Indra , salah seorang pedagang bendera merah putih, umbul-umbul dan pernak-pernik Hari Kemerdekaan mengaku lesu berdagang menjelang hari Kemerdekaan Indonesia Ke-68 ini.

Pria ini menjajakan dagangan pernak-pernik kemerdekaan itu sudah  sejak 28 Juli menggelar barang dagangannya di pinggiran Jalan Raya Bekasi, Cakung, Jakarta Timur. “Sepi Mas,” ujar Indra ketika berbincang dengan Rakyat Merdeka, kemarin.

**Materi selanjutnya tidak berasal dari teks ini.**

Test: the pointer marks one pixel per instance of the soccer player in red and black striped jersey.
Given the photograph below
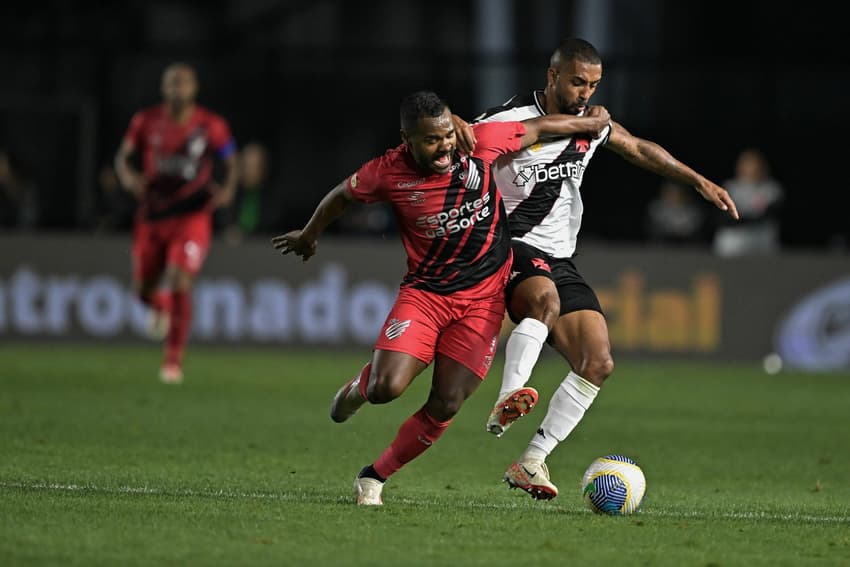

Pria berusia 19 tahun itu terlihat menggelar barang dagangannya dengan memanfaatkan pohon yang tumbuh di pinggir jalan sebagai cantelan barang dagangannya, dan juga mengikatkannya dengan tali.

Dengan sebuah tikar plastik ukuran kecil, Indra hanya bisa duduk, rebahan atau bahkan tiduran sembari menunggu para pembeli yang rata-rata para pengendara kendaraan roda dua dan mobil.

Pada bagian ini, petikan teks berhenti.